Demonstration — During the approval process, a demonstration session was held with representatives from two clinics and POCT. The POCT team demonstrated the use of Kit B. Nursing leadership and staff who had used Kit A, observed and asked questions. The purpose of the demonstration was to show nursing staff the improved readability of the kit compared with Kit A. The consensus was that Kit B is easier to read than Kit A due to the larger space between the lines. This demonstration provided an opportunity to see if the kit was intuitive from a nursing perspective, a critical view that was not adequately obtained during rollout of the previous version of the test.

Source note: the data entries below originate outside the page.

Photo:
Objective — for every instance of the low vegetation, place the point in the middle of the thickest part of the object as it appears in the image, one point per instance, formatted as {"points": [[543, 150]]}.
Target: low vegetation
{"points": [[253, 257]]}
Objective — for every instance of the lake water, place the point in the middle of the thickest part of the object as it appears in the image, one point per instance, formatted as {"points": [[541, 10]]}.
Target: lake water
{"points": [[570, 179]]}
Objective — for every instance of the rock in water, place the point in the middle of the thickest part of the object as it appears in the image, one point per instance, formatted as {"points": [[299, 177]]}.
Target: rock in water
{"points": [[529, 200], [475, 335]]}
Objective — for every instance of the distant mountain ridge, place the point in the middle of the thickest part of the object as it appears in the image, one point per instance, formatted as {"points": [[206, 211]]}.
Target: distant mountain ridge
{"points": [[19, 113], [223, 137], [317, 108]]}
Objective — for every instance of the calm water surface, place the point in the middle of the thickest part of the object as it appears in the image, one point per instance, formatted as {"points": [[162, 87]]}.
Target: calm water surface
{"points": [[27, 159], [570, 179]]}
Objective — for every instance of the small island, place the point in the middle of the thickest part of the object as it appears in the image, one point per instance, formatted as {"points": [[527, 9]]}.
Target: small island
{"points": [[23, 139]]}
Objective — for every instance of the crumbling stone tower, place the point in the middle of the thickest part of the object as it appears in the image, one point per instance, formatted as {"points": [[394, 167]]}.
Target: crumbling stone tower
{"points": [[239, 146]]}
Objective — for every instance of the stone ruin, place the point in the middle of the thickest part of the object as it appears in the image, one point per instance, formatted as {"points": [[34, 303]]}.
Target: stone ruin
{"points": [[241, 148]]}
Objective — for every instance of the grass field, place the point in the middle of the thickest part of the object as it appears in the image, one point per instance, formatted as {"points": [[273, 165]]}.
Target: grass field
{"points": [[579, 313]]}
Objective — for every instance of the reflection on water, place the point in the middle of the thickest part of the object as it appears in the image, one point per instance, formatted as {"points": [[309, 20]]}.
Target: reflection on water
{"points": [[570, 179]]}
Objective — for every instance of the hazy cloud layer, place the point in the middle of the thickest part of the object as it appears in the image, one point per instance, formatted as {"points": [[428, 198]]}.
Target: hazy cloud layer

Validation — Though Kit B was validated and approved for another facility under POCT team oversight, a “mini” validation was performed despite the waived status of the test. Ten samples were obtained from the lab, including one negative and nine samples that were positive for a variety of drugs tested. A mixture of concentrations were used to test the detection threshold values. There was a greater concern for false negatives than false positives since the procedure dictates that positive samples should be confirmed by laboratory testing. In addition to this “mini” validation, readability was also tested.
Interface build — This facility already has an existing interface and online test ordering and result process for other tests, but not for Kit B. The interface team created an online order and online results page based on POCT team input. Proper ordering processes for initial screening and definitive laboratory tests were created. Appropriate cut-off values were included in the online result page.
Nursing workflow — In addition to the reporting side, the nursing leadership team was tasked to create a protocol and workflow to detail the steps from initial order, sample collection, resulting, and courier service for definitive tests. Input was gathered from nursing staff on the proposed procedures. Processes were evaluated to ensure all steps were clear to the staff who would be performing the tests.
Courier service — Another detail that must be considered in the overall workflow is the process to transport urine samples to the laboratory for definitive tests. The laboratory was contacted to determine appropriate storage requirements for urine samples. The optimal frequency of courier pick-up was discussed with the providers and a decision made based on the needs of the clinic.
Training — With the approval to implement POC UDS, our POCT team started creating training materials and procedures. All draft training materials were submitted to the facility’s nursing leadership for their review and input before finalizing them. Prior to final implementation of the new test, POCT team members would train all users on site.
If clinicians are well informed and are working with laboratorians to ensure proper test interpretation, POC UDS can be a very useful tool despite its limitations. The process used in this case study was derived from lessons learned from both successful and failed aspects of past POC UDS implementations. The final choice of specific tests cannot be decided based on only the laboratory perspective, which prioritizes technical accuracy over ease of use and clarity of readout for standard test performers. Regardless of the technical accuracy of a test, if it is not intuitive for clinicians and nursing, it can cause frustration and mistrust of the results. Lack of clear understanding and expectations between clinical and laboratory staff can potentially defeat the purpose of the testing regimen, which is to improve overall patient care in an efficient and economically feasible way.